No post da segunda passada, comentei da inimaginável e quase inacreditável jornada dos exploradores ingleses a bordo do Endurance que, na tentativa de cruzar a Antártida, precisaram sobreviver por mais de um ano acampados sobre icebergs e enfrentando algumas das pragas mais severas da humanidade.

Na quarta, falei da verdadeira explosão de pensamentos na mente do irlandês Christopher Nolan no instante em que uma droga experimental deu a ele movimentos mínimos nos olhos e cabeça para que conseguisse se comunicar.

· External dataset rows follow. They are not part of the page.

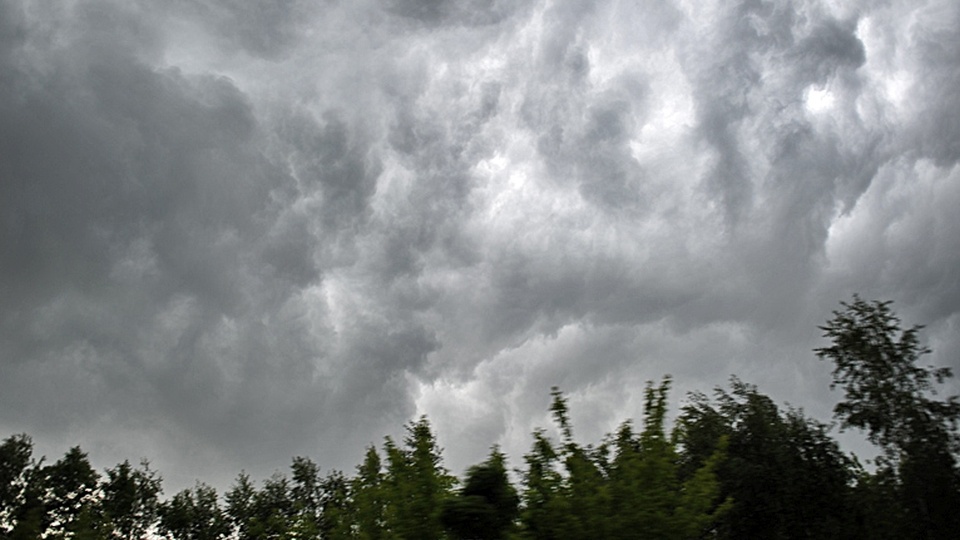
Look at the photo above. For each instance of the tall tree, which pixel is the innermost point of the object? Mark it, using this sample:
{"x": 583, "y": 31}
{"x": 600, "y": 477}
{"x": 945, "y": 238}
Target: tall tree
{"x": 417, "y": 484}
{"x": 369, "y": 498}
{"x": 486, "y": 505}
{"x": 785, "y": 476}
{"x": 130, "y": 500}
{"x": 892, "y": 398}
{"x": 193, "y": 514}
{"x": 71, "y": 493}
{"x": 16, "y": 467}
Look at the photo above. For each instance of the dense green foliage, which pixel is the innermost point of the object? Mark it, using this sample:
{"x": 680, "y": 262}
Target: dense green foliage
{"x": 735, "y": 465}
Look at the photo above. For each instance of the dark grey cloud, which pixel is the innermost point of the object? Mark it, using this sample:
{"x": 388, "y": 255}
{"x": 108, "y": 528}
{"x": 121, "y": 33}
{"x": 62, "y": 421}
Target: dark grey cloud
{"x": 236, "y": 233}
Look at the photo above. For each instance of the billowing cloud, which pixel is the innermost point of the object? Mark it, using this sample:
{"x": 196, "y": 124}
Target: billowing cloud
{"x": 235, "y": 233}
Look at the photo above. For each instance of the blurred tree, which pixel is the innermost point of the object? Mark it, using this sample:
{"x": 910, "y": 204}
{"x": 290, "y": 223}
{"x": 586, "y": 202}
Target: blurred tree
{"x": 416, "y": 484}
{"x": 486, "y": 505}
{"x": 130, "y": 500}
{"x": 890, "y": 397}
{"x": 15, "y": 474}
{"x": 193, "y": 514}
{"x": 71, "y": 494}
{"x": 369, "y": 498}
{"x": 785, "y": 476}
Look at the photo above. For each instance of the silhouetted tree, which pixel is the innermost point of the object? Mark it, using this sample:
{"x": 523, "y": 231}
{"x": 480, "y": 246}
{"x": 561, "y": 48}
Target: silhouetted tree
{"x": 485, "y": 506}
{"x": 890, "y": 397}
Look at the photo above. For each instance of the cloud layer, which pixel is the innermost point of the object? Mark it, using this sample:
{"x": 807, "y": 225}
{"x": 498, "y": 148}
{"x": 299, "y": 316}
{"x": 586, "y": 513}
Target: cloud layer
{"x": 234, "y": 233}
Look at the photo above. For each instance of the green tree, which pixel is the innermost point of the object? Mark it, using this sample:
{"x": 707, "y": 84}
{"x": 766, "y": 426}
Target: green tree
{"x": 193, "y": 514}
{"x": 486, "y": 505}
{"x": 544, "y": 507}
{"x": 369, "y": 498}
{"x": 417, "y": 484}
{"x": 130, "y": 500}
{"x": 891, "y": 398}
{"x": 71, "y": 494}
{"x": 19, "y": 501}
{"x": 785, "y": 476}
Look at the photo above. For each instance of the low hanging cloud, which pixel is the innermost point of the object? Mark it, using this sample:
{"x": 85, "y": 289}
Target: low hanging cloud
{"x": 233, "y": 234}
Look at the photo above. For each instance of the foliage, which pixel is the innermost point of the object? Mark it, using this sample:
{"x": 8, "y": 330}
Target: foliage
{"x": 892, "y": 398}
{"x": 486, "y": 505}
{"x": 735, "y": 465}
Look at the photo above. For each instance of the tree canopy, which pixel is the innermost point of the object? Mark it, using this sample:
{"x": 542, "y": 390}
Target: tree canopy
{"x": 733, "y": 465}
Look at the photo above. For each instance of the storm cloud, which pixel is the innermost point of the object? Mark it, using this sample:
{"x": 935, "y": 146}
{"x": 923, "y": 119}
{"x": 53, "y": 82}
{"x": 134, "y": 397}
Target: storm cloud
{"x": 235, "y": 233}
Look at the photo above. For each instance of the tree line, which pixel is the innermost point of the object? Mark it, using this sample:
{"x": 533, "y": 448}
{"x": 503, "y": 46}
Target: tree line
{"x": 734, "y": 465}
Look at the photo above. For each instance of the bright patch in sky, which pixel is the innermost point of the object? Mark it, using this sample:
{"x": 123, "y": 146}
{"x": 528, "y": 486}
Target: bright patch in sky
{"x": 818, "y": 100}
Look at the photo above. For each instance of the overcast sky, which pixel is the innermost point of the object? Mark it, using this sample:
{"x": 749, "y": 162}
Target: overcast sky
{"x": 236, "y": 232}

Foram dois exemplos extremos: um de um grupo convencional de pessoas que praticamente caçaram suas adversidades nos confins do mundo, outro de um cidadão paralisado, que tinha tudo para morrer como um vegetal, mas que decidiu imortalizar-se a partir da exposição singular do universo que existia em seu cérebro.

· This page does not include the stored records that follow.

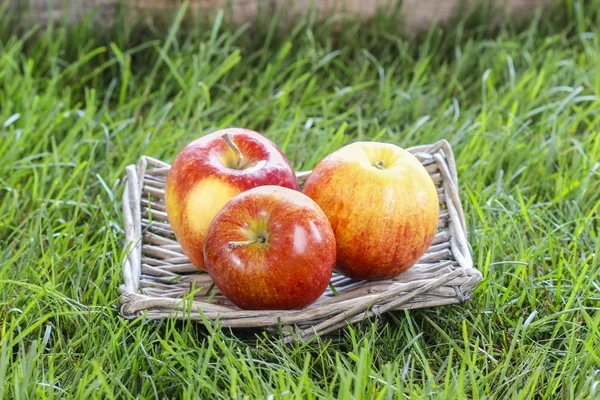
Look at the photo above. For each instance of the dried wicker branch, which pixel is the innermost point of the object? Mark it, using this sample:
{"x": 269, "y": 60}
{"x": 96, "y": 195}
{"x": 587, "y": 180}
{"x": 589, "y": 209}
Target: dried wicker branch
{"x": 160, "y": 281}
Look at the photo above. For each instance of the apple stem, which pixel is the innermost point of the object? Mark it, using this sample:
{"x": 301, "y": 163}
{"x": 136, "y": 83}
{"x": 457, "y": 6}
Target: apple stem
{"x": 234, "y": 147}
{"x": 233, "y": 245}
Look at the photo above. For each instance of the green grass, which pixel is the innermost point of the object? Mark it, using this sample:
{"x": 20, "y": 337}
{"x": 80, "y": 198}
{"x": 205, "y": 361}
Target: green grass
{"x": 519, "y": 103}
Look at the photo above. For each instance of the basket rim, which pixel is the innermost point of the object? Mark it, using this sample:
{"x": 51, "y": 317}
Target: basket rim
{"x": 460, "y": 275}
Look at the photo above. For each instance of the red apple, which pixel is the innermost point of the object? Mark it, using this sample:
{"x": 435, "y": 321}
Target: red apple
{"x": 212, "y": 170}
{"x": 382, "y": 205}
{"x": 270, "y": 248}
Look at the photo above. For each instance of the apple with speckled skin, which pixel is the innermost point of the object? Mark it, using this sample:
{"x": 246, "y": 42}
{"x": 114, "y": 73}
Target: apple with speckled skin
{"x": 382, "y": 204}
{"x": 212, "y": 170}
{"x": 270, "y": 248}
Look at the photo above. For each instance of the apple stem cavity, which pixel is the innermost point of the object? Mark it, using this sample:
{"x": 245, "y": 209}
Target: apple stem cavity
{"x": 379, "y": 165}
{"x": 235, "y": 149}
{"x": 233, "y": 245}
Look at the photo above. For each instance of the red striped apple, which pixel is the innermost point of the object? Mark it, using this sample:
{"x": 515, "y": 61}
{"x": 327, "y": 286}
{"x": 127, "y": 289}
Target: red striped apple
{"x": 212, "y": 170}
{"x": 382, "y": 205}
{"x": 270, "y": 248}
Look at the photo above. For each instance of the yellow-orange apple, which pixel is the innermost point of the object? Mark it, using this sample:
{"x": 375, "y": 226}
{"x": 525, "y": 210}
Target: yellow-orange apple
{"x": 209, "y": 172}
{"x": 382, "y": 205}
{"x": 270, "y": 248}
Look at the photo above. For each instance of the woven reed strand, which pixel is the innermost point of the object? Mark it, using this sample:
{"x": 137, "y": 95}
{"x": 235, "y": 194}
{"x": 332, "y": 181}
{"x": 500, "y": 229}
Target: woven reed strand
{"x": 160, "y": 282}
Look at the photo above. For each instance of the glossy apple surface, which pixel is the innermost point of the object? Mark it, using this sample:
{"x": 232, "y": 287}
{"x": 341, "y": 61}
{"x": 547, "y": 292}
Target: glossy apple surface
{"x": 270, "y": 248}
{"x": 382, "y": 205}
{"x": 212, "y": 170}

Entre as vidas dos exploradores do Endurance e do Nolan, estamos nós. Todos nós, os mais de 5 bilhões de humanos do planeta.

A inegável e inignorável lição que eles nos deixaram: boas histórias nos cercam por todos os lados. Para honrar as nossas vidas, basta que agarremos as que preferirmos, nos catapultarmos para dentro delas e escrevê-las com as nossas próprias canetas.

Escrevamos.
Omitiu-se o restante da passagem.